Sleipnir
Clinician

Clinician performs multiple correlation tests of a clinical (or any non-expression) variable against genomewide expression values. This can be used to determine transcript correlates of a molecular or clinical phenotype, and HEFalMp/bioPIXIE queries can be used as a pre-screen to mitigate the effects of multiple hypothesis testing.

Usage

Basic Usage

 PCLPlotter -i <data.pcl>

Produce a list of clinical correlates in the specially formatted data.pcl, which should have exactly one non-data column after the initial ID column (in place of the standard NAME/GWEIGHT columns). This column should contain 0 for standard expression values and 1 for clinical variables with which they are to be correlated.
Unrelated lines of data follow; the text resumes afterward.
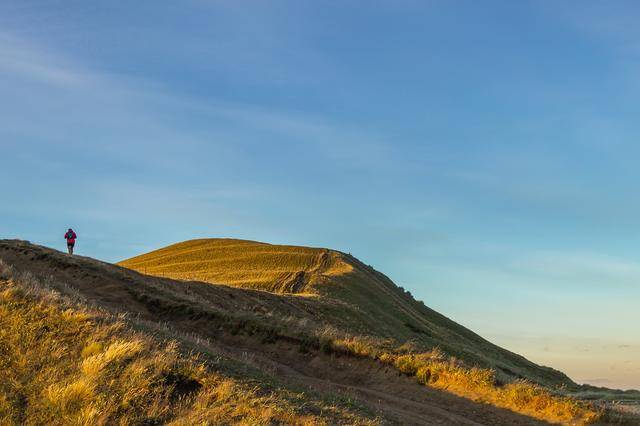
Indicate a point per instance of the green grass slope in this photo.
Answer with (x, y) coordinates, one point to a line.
(344, 292)
(66, 363)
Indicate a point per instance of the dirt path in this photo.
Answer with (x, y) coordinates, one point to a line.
(395, 398)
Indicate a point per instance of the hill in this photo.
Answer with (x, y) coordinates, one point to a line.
(345, 294)
(174, 351)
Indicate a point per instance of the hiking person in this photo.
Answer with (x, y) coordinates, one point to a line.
(70, 236)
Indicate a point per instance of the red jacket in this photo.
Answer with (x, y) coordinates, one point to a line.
(71, 237)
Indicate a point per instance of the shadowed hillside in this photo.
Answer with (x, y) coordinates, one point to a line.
(260, 357)
(357, 297)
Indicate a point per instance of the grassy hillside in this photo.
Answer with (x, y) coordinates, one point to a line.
(345, 294)
(279, 357)
(65, 363)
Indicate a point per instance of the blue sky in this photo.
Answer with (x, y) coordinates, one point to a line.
(482, 154)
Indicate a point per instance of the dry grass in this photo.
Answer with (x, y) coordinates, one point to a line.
(441, 372)
(235, 262)
(62, 364)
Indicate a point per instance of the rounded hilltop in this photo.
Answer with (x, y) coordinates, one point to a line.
(244, 263)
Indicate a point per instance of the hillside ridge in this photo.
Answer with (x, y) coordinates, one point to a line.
(376, 305)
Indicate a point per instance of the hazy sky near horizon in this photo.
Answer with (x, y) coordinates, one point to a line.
(484, 155)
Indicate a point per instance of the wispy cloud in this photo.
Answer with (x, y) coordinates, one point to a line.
(21, 58)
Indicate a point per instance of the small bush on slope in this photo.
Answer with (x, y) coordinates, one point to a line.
(74, 366)
(436, 370)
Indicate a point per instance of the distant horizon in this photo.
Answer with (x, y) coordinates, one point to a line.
(483, 156)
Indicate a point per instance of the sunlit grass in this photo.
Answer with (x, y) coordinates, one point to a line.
(70, 365)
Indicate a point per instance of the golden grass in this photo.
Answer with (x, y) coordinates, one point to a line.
(235, 262)
(71, 365)
(436, 370)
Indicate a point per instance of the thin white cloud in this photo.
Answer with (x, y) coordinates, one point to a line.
(20, 58)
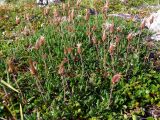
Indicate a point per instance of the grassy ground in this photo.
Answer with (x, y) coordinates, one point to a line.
(52, 68)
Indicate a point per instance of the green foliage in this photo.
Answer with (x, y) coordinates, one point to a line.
(83, 90)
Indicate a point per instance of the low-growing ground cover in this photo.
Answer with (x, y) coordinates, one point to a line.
(62, 62)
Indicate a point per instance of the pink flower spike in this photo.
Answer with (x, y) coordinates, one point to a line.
(116, 78)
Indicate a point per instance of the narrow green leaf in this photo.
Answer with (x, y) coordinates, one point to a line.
(9, 86)
(21, 112)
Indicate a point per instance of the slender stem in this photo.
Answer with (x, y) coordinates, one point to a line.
(64, 88)
(110, 97)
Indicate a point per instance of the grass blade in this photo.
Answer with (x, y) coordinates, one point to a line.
(21, 112)
(9, 86)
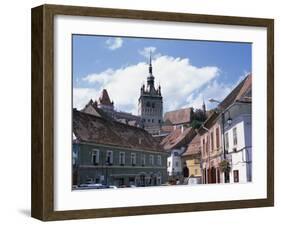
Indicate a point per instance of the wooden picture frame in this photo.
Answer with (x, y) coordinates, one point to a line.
(43, 112)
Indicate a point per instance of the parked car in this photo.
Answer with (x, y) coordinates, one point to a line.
(92, 186)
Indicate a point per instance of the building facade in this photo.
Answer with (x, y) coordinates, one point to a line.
(226, 138)
(212, 150)
(150, 105)
(175, 144)
(113, 153)
(192, 158)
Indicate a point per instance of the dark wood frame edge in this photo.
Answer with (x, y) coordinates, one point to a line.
(42, 197)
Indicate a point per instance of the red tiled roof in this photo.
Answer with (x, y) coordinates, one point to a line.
(180, 116)
(104, 98)
(94, 129)
(242, 92)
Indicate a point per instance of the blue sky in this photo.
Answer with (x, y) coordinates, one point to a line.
(187, 70)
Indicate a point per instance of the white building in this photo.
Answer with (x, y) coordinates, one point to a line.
(238, 141)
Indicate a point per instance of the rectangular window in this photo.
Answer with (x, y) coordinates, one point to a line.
(122, 158)
(143, 159)
(133, 159)
(217, 137)
(109, 157)
(204, 148)
(151, 160)
(207, 144)
(212, 141)
(226, 142)
(95, 157)
(236, 176)
(159, 160)
(234, 131)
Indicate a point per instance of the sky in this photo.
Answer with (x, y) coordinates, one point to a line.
(188, 71)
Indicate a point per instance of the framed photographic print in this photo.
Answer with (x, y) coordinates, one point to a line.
(142, 112)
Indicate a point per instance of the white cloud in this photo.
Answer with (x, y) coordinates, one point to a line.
(213, 89)
(114, 43)
(178, 78)
(81, 96)
(147, 50)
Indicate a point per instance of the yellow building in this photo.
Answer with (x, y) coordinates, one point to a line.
(192, 157)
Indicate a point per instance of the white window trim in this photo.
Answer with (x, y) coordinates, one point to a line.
(111, 156)
(122, 159)
(151, 159)
(143, 159)
(133, 159)
(97, 152)
(159, 160)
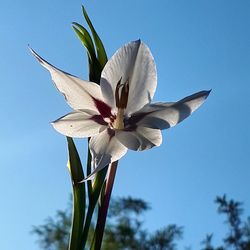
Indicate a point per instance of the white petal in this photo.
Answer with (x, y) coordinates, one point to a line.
(78, 93)
(104, 148)
(140, 139)
(165, 115)
(80, 124)
(133, 62)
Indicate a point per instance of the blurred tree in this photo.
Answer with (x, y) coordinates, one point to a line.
(238, 236)
(125, 231)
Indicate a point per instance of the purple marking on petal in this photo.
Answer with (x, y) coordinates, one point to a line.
(111, 133)
(134, 119)
(103, 108)
(98, 119)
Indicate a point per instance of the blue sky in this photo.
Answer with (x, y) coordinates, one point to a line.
(197, 45)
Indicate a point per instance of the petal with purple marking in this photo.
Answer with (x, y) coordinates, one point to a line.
(140, 139)
(133, 63)
(80, 124)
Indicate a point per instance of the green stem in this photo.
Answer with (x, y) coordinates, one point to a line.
(87, 225)
(102, 215)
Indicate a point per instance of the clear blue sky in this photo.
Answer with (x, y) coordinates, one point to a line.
(197, 45)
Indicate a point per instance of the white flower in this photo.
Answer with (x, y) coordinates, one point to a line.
(118, 115)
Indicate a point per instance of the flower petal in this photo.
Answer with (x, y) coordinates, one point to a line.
(104, 148)
(140, 139)
(165, 115)
(80, 124)
(78, 93)
(134, 63)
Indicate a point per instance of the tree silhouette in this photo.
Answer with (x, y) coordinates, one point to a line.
(125, 231)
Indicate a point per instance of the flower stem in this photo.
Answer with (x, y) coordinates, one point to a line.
(103, 210)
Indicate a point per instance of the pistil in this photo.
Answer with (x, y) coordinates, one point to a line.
(118, 123)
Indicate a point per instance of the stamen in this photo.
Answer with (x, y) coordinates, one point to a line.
(121, 97)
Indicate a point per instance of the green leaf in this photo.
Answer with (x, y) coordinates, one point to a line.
(101, 53)
(86, 40)
(79, 199)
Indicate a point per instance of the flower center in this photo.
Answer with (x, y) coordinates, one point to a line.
(121, 99)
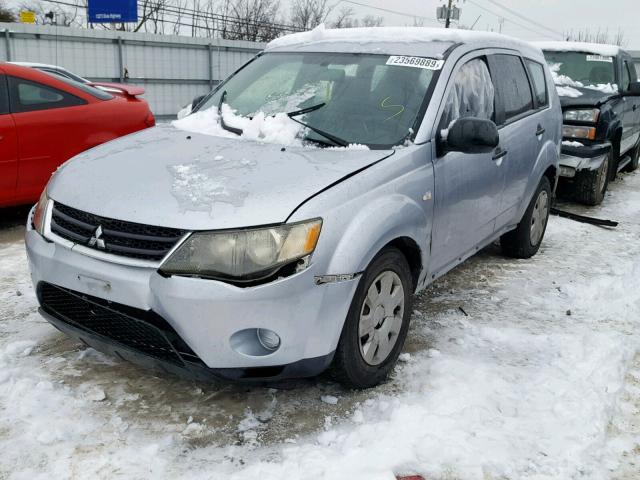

 PCLPlotter -i <data.pcl> -I <network.dab>

Produce a list of clinical correlates in the specially formatted data.pcl, formatted as described above, but pre-screen the correlates using the interaction network network.dab. For each clinical variable, a small number of top correlates will be pre-selected and used as a HEFalMp/bioPIXIE query into the given interaction network. Only the nearest neighbors from this query will be tested for significant clinical correlation, reducing the number of necessary multiple hypothesis tests.

Detailed Usage

package "Clinician"
version "1.0"
purpose "Calculates significance of clinical variables associated with genomewide expression."

section "Main"
option  "input"             i   "Input PCL file"
                                string  typestr="filename"
option  "global"            I   "Input DAT/DAB file"
                                string  typestr="filename"

section "Miscellaneous"
option  "initial"           n   "Initial correlated neighbor count"
                                int default="100"
option  "final"             N   "Final query result count"
                                int default="1000"
option  "hefalmp"           a   "Perform HEFalMp query instead of bioPIXIE query"
                                flag    on
option  "spearman"          p   "Use Spearman in place of Pearson correlation"
                                flag    off

section "Optional"
option  "skip"              s   "Columns to skip in input PCL"
                                int default="1"
option  "memmap"            m   "Memory map input file"
                                flag    off
option  "verbosity"         v   "Message verbosity"
                                int default="5"
Flag Default Type Description
-i stdin PCL file Input PCL file from which expression and clinical variables are read. Must be formatted with exactly one, rather than the standard two, non-ID columns. Rows containing a 0 in this column will be treated as gene expression, rows containing a 1 will be treated as clinical correlates.
-I None DAT/DAB file If given, input DAT/DAB file used to pre-screen potential clinical correlates.
-n 100 Integer If given, number of top correlates used during pre-screening as a HEFalMp/bioPIXIE query.
-N 1000 Integer If given, number of neighbors retrieved from a HEFalMp/bioPIXIE query to reduce multiple hypothesis testing.
-a On Flag If given, perform a HEFalMp rather than bioPIXIE query.
-s 1 Integer Number of columns to skip between the initial ID column and the first experimental (data) column in the input PCL.
-m off Flag If given, memory map the input files when possible. DAT and PCL inputs cannot be memmapped.